The proliferation of traffic and surveillance cameras and the increasing need for automated video analytics technologies have brought the topic of object tracking to the forefront of computer vision research. Real-world scenarios present a wide variety of challenges to existing object tracking algorithms including occlusions, changes in scene illumination, conditions and object appearance (color, shape, silhouette, salient features, etc.), as well as camera shake. While significant research efforts have been devoted to solving the general problem of robustly tracking groups of objects under a wide range of conditions, the environments encountered in traffic and surveillance situations are typically limited in scope with respect to directions and speeds at which objects move. Examples of implementations that rely on robust object tracking include video-based parking management and video-based vehicle speed estimation, measuring total experience time in retail spaces, and the like.
The aforementioned real-world scenarios present a wide variety of challenges to existing object tracking algorithms. An example of such a scenario is the use of a fish eye camera to determine “total experience time” of a vehicle in a drive-thru setting, i.e., an ultra-wide-angle lens that produces a hemispheric view of a scene created via the introduction of a lens that has a shape and index of refraction that captures all light forward of the camera and focuses it on the CCD chip. Two key issues that affect performance of appearance-based object tracking in video streams are (i) change in apparent size of an object due to perspective and/or distortion, and (ii) change in appearance of an object due to its orientation relative to the camera. For example, due to the projective nature of a camera, objects farther away from the camera appear smaller than objects closer by; this applies to both rectilinear and fisheye lens cameras. In addition, fisheye lenses usually introduce extreme barrel distortion in order to achieve wide angles of view. Barrel distortion results in spatially varying image magnification, wherein the degree of magnification decreases with an object's distance to the camera's optical axis. As another example, objects that are longer along one dimension than along others and that change orientation as they traverse the field of view of the camera are perceived to go through changes in aspect ratio, even in the absence of lens distortion.

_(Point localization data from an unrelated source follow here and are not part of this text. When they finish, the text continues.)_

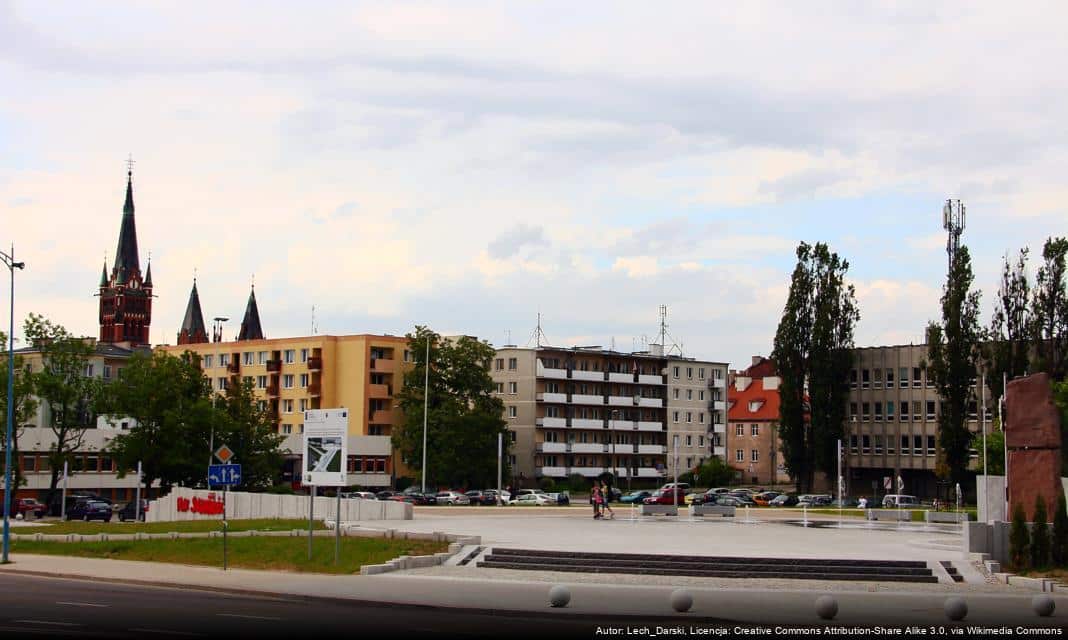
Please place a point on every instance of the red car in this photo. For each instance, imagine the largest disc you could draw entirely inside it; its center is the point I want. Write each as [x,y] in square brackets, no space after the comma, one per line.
[28,505]
[666,497]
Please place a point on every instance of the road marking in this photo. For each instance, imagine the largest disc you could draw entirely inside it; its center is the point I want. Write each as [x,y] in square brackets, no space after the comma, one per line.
[248,617]
[168,631]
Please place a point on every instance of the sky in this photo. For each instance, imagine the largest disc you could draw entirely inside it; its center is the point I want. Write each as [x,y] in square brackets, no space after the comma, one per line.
[469,166]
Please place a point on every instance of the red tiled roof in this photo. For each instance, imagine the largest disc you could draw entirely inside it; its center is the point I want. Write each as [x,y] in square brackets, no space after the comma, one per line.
[739,402]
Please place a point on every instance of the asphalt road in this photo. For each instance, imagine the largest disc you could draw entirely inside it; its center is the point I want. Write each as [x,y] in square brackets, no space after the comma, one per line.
[41,607]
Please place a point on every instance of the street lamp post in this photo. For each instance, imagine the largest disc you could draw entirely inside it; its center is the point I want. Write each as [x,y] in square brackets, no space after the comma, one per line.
[9,261]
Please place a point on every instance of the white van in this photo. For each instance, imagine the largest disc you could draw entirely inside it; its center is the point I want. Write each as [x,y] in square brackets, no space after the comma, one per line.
[899,500]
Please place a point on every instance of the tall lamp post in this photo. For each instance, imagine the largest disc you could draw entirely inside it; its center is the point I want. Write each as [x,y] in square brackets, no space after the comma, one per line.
[9,261]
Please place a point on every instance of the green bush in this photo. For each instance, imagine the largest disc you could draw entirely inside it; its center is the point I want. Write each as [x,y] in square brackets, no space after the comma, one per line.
[1058,547]
[1040,535]
[1019,540]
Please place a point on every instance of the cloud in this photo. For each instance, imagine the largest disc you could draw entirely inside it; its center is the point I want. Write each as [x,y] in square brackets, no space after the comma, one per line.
[512,242]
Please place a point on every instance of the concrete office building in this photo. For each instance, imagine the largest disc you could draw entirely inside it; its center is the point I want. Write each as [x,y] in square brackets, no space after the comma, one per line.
[589,410]
[892,426]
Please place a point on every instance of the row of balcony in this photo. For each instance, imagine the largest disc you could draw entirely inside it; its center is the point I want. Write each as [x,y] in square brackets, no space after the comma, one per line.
[641,425]
[616,401]
[595,471]
[601,448]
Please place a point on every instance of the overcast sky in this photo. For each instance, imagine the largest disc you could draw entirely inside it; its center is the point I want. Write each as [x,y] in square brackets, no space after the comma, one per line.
[470,165]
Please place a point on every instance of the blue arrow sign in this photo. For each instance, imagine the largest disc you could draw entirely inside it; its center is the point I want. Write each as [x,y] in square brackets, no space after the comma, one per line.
[224,474]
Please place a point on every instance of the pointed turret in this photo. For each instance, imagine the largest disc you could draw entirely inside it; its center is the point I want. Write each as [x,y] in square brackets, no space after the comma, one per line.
[192,330]
[127,263]
[250,325]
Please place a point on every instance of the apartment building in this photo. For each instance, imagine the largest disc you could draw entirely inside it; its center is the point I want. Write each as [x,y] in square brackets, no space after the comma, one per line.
[892,425]
[754,448]
[590,410]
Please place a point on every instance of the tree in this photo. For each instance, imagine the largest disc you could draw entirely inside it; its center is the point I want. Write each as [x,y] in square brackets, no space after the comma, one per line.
[812,349]
[1009,332]
[1019,540]
[249,431]
[953,350]
[1049,311]
[464,417]
[168,399]
[1058,547]
[1040,535]
[25,406]
[68,394]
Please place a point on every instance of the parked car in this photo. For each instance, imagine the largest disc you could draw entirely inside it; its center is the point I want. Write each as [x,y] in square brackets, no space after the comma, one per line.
[668,497]
[635,497]
[784,500]
[452,498]
[534,500]
[28,506]
[128,512]
[90,510]
[899,500]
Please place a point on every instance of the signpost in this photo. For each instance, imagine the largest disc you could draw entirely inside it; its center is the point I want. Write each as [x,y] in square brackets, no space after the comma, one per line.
[224,474]
[326,462]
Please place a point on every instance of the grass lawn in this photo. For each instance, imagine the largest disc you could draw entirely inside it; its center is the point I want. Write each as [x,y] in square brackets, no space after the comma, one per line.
[184,527]
[268,553]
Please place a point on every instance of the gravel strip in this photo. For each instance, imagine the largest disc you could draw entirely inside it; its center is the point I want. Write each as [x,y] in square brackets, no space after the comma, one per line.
[737,584]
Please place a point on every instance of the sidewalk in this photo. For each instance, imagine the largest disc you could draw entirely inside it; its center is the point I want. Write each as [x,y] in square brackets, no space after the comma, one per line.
[745,606]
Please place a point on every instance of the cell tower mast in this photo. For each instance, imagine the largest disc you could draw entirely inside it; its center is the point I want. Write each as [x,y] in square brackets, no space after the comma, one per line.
[953,222]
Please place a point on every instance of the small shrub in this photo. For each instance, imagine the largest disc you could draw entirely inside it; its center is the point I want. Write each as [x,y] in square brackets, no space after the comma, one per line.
[1040,535]
[1019,540]
[1058,546]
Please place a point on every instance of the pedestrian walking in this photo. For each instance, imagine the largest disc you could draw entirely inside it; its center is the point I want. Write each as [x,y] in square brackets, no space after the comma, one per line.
[607,497]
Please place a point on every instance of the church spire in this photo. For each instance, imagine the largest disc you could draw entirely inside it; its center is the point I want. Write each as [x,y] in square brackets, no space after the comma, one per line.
[250,325]
[127,265]
[192,330]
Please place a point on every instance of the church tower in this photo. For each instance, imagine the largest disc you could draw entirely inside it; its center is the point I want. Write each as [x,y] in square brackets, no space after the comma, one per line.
[126,296]
[192,326]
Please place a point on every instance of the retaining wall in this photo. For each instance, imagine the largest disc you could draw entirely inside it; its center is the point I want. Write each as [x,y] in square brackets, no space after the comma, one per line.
[244,505]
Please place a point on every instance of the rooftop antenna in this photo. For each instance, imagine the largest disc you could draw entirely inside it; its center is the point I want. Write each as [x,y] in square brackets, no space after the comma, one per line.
[538,337]
[953,222]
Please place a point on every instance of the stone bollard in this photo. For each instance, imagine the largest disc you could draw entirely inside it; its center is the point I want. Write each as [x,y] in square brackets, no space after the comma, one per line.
[827,607]
[1042,605]
[559,596]
[681,601]
[955,608]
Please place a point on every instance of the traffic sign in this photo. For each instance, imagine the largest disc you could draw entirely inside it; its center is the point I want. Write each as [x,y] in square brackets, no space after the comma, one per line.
[224,474]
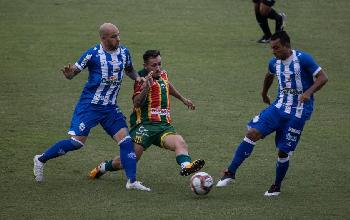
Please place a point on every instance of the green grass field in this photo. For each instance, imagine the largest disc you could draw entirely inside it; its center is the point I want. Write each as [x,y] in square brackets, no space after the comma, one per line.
[209,50]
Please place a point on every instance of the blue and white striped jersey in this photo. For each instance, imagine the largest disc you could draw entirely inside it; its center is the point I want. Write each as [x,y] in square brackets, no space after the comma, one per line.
[295,75]
[105,74]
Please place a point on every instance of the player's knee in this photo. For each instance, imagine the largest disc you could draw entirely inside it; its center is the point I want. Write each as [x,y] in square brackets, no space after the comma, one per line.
[180,144]
[264,10]
[76,143]
[253,134]
[282,154]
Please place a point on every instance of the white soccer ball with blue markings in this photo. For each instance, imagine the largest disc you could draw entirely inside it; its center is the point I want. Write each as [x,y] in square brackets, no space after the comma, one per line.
[201,183]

While fisheye distortion is an extreme case of barrel distortion, usually associated with wide angle imaging systems, other types of distortion also occurs in imaging systems. For instance, telephoto lenses often possess pincushion distortion, where magnification increases with distance from the optical axis. A zoom lens, as those used in common PTZ (Pan-Tilt-Zoom) surveillance systems, can operate along a continuum from wide angle to normal (rectilinear) to telephoto, and possess respective distortions. Anamorphic optical systems may be used to form a panoramic view of a scene, where the distortion will differ in perpendicular directions.
Current attempts to estimate object size and orientation in addition to object location can be error-prone and may have increased computational complexity due to the higher-dimensional optimization space in projective and optically induced distortion.
Thus, it would be advantageous to provide an efficient system and method for video-based tracking of an object of interest that exploits the regularized conditions present in transportation scenarios to achieve robust and computationally efficient tracking that has object orientation and size awareness.